One simple reason - the white hat hacker only has to play defense. The black hat, on the other hand, is exclusively on the offense all the time. That may be one reason that the average cyber criminal earns $30,000 per year while the average ethical hacker earns more than $71,000.
Plus, white hat hackers assume virtually no risk while black hat hackers can receive prison sentences of 6 months to 20 years and fines of thousands of dollars. One hacker, Albert Gonzalez, had to pay back hundreds of millions of dollars in restitutions.
While the dark side of hacking might seem more alluring, the money and freedom of a great career is all on the side of ethical hacking.
What kind of personalities do hackers typically have?
According to a study conducted by Andik Matulessy and Nabilla H. Humaira, researchers in Indonesia, and published in Psychology and Behavioral Sciences, white hat hackers scored high on agreeableness, black hats had the most openness to new experience, and gray hats showed the most neuroticism.
Your typical hackers - regardless of hat color - are highly intelligent, curious, individualistic people who appreciate novelty and abstract thinking. If you are a Myers Briggs (MBTI) enthusiast, think of hackers as INTJs or INTPs.
Why should I earn a certificate to be a hacker? Don’t real hackers learn on their own?
Some people say that all hacking experts are autodidacts and "true" hackers don't take training or bother with certifications. It’s certainly true that any hacker will be self-taught to some degree. Cybersecurity is a fast-paced field with new material introduced all the time. To be successful, you must have a desire to learn and a capacity to teach yourself.
However, earning a certificate such as a CEH (Certified Ethical Hacker), ECSA (EC-Council Certified Security Analyst), or PenTest+ can help jumpstart your career, add credibility to your resume, and result in a more lucrative position. Holding certification helps prove knowledge and competence. While many uncertified ethical hackers are highly skilled professionals, having certification can help document what they already know.
Ethical hacking is a self-regulating industry. In other words, no certificate, degree, or license is necessary to practice. That could change, of course, as cybersecurity begins to institutionalize. For now, though, companies and government agencies need to sift through resumes for the right candidates. Certification is one way to stand out.
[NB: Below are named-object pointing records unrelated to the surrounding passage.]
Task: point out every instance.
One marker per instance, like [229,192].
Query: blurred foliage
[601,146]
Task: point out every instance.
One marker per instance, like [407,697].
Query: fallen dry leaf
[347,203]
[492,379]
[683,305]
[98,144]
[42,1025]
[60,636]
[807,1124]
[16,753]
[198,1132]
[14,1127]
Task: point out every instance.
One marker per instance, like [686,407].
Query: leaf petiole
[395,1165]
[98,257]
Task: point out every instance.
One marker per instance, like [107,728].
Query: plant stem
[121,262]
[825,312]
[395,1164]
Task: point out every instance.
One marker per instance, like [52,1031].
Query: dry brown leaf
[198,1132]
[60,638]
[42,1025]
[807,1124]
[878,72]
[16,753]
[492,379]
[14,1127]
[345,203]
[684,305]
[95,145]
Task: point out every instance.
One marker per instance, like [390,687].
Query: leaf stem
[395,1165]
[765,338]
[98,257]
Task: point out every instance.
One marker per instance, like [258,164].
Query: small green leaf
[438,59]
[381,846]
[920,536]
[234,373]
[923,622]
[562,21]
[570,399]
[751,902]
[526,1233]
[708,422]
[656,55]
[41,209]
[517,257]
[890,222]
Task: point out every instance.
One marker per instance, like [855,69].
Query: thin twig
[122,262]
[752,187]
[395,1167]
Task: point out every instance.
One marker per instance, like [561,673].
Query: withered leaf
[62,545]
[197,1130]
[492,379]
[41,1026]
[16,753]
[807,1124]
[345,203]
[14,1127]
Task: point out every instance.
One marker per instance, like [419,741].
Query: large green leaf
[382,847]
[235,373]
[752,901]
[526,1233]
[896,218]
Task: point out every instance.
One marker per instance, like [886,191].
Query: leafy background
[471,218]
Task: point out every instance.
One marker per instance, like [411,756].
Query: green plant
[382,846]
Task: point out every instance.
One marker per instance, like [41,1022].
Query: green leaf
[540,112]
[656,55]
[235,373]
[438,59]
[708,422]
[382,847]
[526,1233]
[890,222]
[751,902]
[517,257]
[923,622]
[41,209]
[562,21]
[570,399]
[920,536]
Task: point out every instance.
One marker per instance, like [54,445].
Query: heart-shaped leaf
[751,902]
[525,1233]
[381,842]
Plus, CEH certification may give applicants a leg up into jobs with more stable companies, higher salaries, and more job security. It also fulfills Department of Defense requirements for the CSSP Infrastructure Support, CSSP Analyst, CSSP Auditor, and CSSP Incident Responder positions.
Ethical hacking is a high-paying, fast-growing field. Getting certified can be a big step toward a lifelong career of helping secure critical data against nefarious criminals. It’s a big job. Are you ready for it?